Concerns about the rise of cryptocurrency crime have been growing in the UK amid fears that the technology is lawless and extremely high risk. Police forces across Britain have seized hundreds of millions of pounds worth of cryptocurrencies this year linked to money laundering.
The financial regulator has issued a raft of warnings in recent months about the speculative nature of crypto assets, saying consumers should be prepared to lose all of their money.
However, the FCA has been slow to process the growing number of crypto-asset businesses operating in the UK.
The watchdog had been due to ban cryptocurrency firms not on its official register under anti-money laundering regulations from January, but having only processed four firms by that deadline, it ended up placing others on a temporary register until July.
In June, it again pushed the deadline for its so-called temporary registrations regime back until March 2022 with only five firms officially registered. It warned that more than 50 companies dealing in cryptocurrencies could be forced to shut after failing to comply with UK anti-money laundering rules.

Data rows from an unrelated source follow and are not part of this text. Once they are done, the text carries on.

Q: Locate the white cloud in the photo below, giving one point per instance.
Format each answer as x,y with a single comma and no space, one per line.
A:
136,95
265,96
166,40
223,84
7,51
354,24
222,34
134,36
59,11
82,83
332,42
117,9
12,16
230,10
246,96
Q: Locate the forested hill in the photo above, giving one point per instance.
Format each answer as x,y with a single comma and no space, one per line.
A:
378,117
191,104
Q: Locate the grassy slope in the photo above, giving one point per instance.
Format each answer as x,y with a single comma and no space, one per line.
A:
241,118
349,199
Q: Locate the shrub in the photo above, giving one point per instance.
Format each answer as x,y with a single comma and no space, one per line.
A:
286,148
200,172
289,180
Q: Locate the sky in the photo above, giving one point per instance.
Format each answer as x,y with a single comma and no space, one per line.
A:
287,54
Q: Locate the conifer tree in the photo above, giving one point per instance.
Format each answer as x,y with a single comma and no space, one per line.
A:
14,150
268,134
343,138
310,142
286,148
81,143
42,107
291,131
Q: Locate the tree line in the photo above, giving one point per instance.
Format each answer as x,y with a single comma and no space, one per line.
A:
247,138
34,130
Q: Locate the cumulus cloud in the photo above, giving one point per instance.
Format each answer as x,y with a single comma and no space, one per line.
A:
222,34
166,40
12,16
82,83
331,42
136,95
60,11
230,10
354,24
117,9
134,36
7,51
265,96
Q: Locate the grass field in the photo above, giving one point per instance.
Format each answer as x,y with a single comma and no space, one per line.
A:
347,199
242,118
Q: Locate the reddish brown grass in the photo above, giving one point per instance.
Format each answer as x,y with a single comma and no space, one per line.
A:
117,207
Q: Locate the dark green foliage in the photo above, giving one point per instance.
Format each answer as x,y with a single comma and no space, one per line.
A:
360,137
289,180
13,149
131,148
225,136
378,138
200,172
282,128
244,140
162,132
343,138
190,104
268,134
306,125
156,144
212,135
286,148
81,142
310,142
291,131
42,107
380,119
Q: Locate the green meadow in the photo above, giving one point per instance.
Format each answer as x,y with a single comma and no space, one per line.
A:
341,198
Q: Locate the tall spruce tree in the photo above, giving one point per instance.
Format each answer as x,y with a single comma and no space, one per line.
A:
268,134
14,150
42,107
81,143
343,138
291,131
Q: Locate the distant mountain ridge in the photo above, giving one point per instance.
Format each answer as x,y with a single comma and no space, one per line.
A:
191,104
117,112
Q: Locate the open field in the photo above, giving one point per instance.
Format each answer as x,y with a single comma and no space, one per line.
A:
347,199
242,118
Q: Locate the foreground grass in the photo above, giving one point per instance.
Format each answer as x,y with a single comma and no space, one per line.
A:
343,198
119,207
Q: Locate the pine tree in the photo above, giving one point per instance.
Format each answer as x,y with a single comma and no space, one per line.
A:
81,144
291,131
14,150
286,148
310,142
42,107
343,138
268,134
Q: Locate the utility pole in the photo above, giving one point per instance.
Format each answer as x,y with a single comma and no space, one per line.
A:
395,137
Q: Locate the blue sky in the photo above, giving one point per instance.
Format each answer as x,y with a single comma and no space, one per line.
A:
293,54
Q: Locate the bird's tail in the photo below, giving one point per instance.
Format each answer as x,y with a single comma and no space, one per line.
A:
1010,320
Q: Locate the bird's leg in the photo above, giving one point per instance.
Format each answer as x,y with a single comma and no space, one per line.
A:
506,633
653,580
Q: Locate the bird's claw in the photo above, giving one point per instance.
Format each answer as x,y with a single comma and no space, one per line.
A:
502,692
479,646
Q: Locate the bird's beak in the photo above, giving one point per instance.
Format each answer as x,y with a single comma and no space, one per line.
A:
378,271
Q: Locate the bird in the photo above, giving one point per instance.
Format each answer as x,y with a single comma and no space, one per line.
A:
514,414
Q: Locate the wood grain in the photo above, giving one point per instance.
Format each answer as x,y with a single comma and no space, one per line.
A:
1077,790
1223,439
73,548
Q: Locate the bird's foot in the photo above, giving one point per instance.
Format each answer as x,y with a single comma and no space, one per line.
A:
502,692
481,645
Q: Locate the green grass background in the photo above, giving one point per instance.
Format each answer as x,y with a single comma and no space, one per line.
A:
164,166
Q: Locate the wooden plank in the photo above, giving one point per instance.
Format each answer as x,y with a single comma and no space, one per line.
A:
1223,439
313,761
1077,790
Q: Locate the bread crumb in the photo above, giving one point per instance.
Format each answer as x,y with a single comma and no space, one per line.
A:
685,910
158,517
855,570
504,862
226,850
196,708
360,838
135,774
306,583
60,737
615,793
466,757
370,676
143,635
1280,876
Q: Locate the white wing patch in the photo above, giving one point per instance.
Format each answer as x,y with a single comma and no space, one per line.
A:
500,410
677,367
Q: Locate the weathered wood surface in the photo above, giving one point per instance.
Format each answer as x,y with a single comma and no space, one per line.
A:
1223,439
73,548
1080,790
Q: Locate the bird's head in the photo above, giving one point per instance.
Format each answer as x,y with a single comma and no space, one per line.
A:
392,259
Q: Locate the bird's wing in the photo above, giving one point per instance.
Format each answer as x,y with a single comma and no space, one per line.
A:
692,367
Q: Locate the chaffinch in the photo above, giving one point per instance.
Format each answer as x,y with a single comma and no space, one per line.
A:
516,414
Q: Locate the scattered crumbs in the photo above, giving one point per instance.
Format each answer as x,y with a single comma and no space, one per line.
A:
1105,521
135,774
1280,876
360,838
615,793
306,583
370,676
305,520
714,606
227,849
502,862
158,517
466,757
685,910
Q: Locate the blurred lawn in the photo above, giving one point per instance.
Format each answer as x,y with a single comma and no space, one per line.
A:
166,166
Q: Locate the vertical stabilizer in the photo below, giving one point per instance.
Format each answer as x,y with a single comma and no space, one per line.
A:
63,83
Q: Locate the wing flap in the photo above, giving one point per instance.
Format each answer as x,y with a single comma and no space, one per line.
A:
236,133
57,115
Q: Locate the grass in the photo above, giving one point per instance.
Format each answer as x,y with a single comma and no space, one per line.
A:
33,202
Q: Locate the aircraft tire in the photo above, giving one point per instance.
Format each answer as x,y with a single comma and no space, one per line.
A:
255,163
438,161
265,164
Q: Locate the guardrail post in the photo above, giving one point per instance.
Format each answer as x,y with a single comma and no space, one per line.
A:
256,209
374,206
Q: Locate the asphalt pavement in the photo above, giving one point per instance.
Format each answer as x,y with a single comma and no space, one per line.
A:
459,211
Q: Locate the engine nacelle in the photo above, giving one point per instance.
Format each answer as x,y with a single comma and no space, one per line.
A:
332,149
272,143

Terrorists organisations are also increasingly using cryptocurrencies to discreetly funnel assets to fund their operations. In January, the FCA was granted powers to supervise anti-money laundering and counter terrorist financing under new regulations.
Extremists use digital coins to trade items such as weapons and drugs on the black market and even set up effective crowdfunding sites on the dark web where sympathisers can donate. For example, “Fund the Islamic struggle without leaving a race” is a dark webpage used to transfer bitcoins to jihadis.
Some extremists have even published books that teach supporters how to transfer Bitcoin from Western countries to jihadists.
Regulators have struggled to get a grip of crypto markets as digital currencies grow in popularity. In August, the City watchdog admitted that it was “not capable” of regulating the crypto exchange Binance after it refused to provide basic information about its operations.